What changed
The Prevention of Money Laundering (Amendment) Act, 2009, effective June 1, 2009, mandates a 10-year preservation period for transaction records from the transaction date and for customer identification records from cessation of business relationship. RBI modified its July 1, 2009 master circular to reflect this, replacing earlier shorter retention periods. Additionally, banks must now obtain senior management approval to continue relationships with customers who become PEPs and apply enhanced CDD measures.
What it means for you
Banks must overhaul record-keeping systems to retain transaction data for a full decade from each transaction, not just from account closure. This increases storage and compliance costs but strengthens anti-money laundering defenses. For PEPs, the new approval requirement adds a layer of scrutiny, potentially slowing onboarding or relationship continuation. Principal Officers now need direct access to customer data and independence to report to senior management or the board.
What you must do
- Update record retention policies to keep transaction records for at least 10 years from transaction date and customer ID records for 10 years after account closure.

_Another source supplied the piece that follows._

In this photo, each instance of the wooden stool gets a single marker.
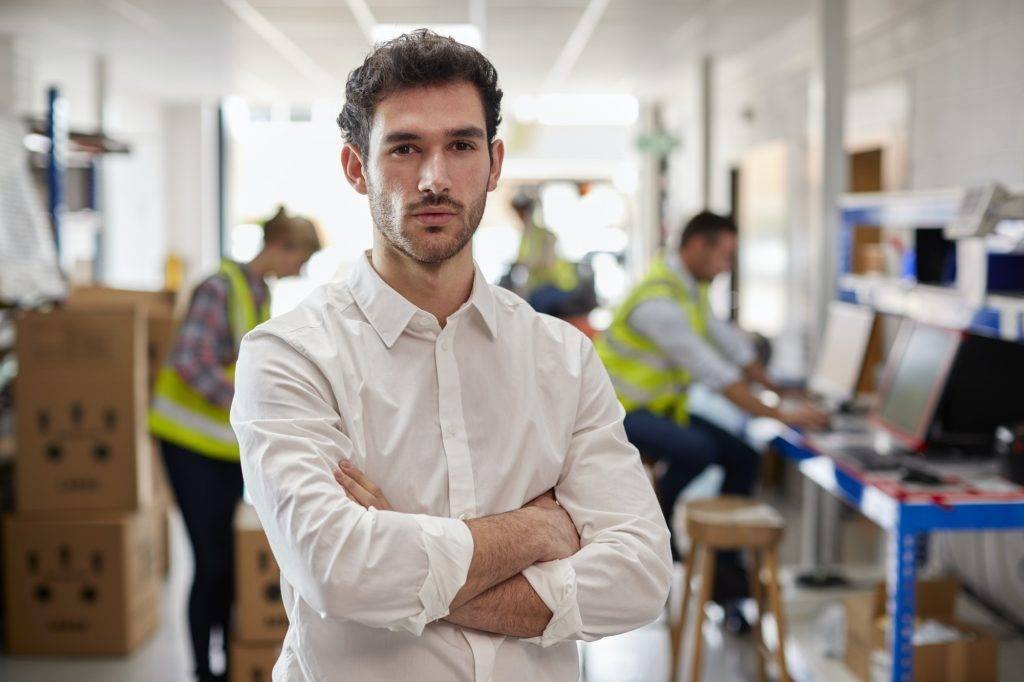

- Implement systems to flag existing customers who become PEPs and require senior management approval to continue the relationship.
- Ensure Principal Officers have timely access to all customer identification and transaction data and can report independently to senior management or the board.
- Train compliance teams on the new 10-year retention timelines and PEP monitoring requirements.
Who it affects
All scheduled commercial banks (excluding RRBs), Financial institutions, Local area banks, Compliance and AML teams, Principal Officers, Senior management and board members
What is the new record retention period for transaction records?
Transaction records must be preserved for at least 10 years from the date of each transaction, as per the PMLA 2009 amendment.
How should banks handle a customer who becomes a Politically Exposed Person (PEP)?
Banks must obtain senior management approval to continue the business relationship and apply enhanced customer due diligence measures, including ongoing monitoring.
What access should the Principal Officer have?
The Principal Officer and appropriate staff must have timely access to customer identification data, CDD information, transaction records, and other relevant information to discharge their responsibilities.